The story revolves around Carty, a former art student who really doesn’t fit too well into his working-class Wirral surroundings. Carty has one ambition in life, not fame, not fortune, to join ‘The Pack’ a group of football hooligans. To help him with this he becomes mates with Elvis, a member of The Pack who he meets in a Liverpool club. Slowly but surely he works his way into The Pack and the Awaydays come every other Saturday.

The movie isn’t your average football hooligan film, so don’t expect another Green Street or Football Factory, no, it’s much better than that. The movie follows the evolving friendship between Carty and Elvis and the struggle of the two working-class lads with women, football and drugs. It’s got some dark moments which some people may not be accustomed to in the run-of-the-mill football films but these issues really pack a punch in the film.

On top of the great storyline is a host of great music, the likes of Ultravox, The Rascals and Joy Division can be heard throughout the movie and are really well used. To go with the great music that dominated the 70’s is the fashion that dominated the same era, Adidas trainers are common among The Pack as you’d expect to see at a Liverpool European away during the 70’s and 80’s.

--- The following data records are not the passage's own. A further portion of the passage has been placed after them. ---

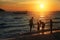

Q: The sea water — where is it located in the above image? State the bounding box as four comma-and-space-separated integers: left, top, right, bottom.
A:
0, 13, 60, 38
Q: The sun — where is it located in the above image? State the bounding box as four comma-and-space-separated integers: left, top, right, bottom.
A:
40, 4, 44, 9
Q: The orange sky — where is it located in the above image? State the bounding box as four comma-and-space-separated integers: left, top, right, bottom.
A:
0, 0, 60, 11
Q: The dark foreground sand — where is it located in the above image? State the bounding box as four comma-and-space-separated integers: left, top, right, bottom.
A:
0, 32, 60, 40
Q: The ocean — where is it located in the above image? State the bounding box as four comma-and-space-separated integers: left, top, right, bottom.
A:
0, 12, 60, 38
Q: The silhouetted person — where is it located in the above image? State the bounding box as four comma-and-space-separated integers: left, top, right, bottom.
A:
50, 19, 53, 34
37, 20, 41, 31
37, 22, 40, 31
41, 22, 45, 34
29, 17, 34, 32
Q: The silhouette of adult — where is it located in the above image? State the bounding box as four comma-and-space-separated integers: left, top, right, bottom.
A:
50, 19, 53, 34
29, 17, 34, 32
37, 22, 40, 31
41, 22, 45, 34
37, 20, 41, 31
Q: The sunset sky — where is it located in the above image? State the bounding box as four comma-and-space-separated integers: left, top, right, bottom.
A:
0, 0, 60, 11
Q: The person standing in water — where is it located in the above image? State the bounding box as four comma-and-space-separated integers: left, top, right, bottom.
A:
41, 22, 45, 34
29, 17, 34, 32
50, 19, 53, 34
37, 20, 41, 31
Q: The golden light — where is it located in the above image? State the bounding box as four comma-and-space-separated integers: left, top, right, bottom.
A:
40, 4, 44, 8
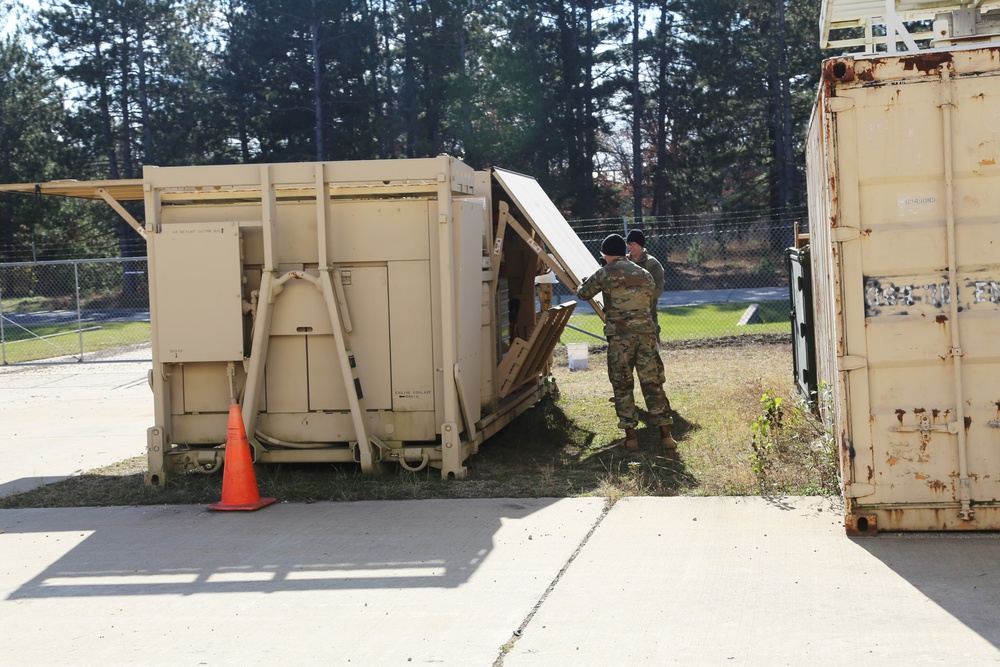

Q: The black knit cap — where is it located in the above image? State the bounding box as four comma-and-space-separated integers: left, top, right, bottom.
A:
625, 229, 646, 248
601, 234, 628, 257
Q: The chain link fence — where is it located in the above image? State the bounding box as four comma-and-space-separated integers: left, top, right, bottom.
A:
0, 257, 152, 365
553, 210, 806, 345
0, 213, 804, 364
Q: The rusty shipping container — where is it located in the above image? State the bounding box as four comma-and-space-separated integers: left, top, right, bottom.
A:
807, 47, 1000, 534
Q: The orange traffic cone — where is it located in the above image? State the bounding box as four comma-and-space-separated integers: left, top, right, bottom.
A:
209, 404, 275, 510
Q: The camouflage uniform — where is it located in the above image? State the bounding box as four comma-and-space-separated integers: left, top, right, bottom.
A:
630, 248, 663, 340
576, 257, 673, 429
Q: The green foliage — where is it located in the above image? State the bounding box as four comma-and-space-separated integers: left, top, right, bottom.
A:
749, 391, 838, 495
687, 236, 708, 267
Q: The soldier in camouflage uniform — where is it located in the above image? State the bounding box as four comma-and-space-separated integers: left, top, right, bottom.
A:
576, 234, 677, 451
625, 229, 663, 340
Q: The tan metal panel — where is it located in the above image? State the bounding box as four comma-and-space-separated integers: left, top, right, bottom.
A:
178, 363, 230, 414
388, 260, 436, 412
150, 222, 243, 362
452, 199, 488, 423
327, 200, 430, 262
264, 336, 309, 414
304, 266, 392, 411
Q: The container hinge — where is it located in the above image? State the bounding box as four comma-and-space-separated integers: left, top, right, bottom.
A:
830, 227, 861, 243
844, 483, 875, 498
837, 354, 868, 371
826, 97, 854, 113
889, 415, 958, 442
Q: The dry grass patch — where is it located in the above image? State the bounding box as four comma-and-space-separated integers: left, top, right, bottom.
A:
0, 337, 837, 508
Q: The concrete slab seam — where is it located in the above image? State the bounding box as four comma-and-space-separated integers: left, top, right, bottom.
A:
493, 503, 614, 667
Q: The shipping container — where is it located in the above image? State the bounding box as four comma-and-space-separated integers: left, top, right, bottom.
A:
807, 46, 1000, 534
3, 156, 603, 486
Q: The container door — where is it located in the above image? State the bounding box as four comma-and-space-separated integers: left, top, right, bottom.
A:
831, 68, 1000, 529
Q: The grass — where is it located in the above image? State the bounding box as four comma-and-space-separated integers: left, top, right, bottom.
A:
4, 321, 150, 364
0, 336, 837, 508
562, 301, 791, 343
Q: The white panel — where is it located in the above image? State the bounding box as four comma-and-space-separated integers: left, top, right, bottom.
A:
493, 169, 603, 303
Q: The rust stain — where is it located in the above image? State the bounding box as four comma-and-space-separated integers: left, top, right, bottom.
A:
927, 479, 948, 493
900, 51, 953, 74
823, 60, 854, 83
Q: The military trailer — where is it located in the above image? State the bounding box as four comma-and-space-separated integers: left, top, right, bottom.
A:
4, 156, 603, 486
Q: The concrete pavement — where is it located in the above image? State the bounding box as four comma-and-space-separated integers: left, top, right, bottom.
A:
0, 364, 1000, 667
0, 363, 153, 496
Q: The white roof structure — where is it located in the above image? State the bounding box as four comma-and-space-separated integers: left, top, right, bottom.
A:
819, 0, 1000, 53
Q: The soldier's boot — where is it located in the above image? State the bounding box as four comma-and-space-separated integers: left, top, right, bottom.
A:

There are some faults, some of the acting could have been better, but for a movie on a budget of around £500,000 what can you expect? Some high-budget films will give that to an actor for as little as a days work.

On the whole this is a great film and really creates an image of what life was like for a 1970’s football fan in Liverpool. The sights, the sounds and the clothes are all perfect. A must see for any Liverpool fan.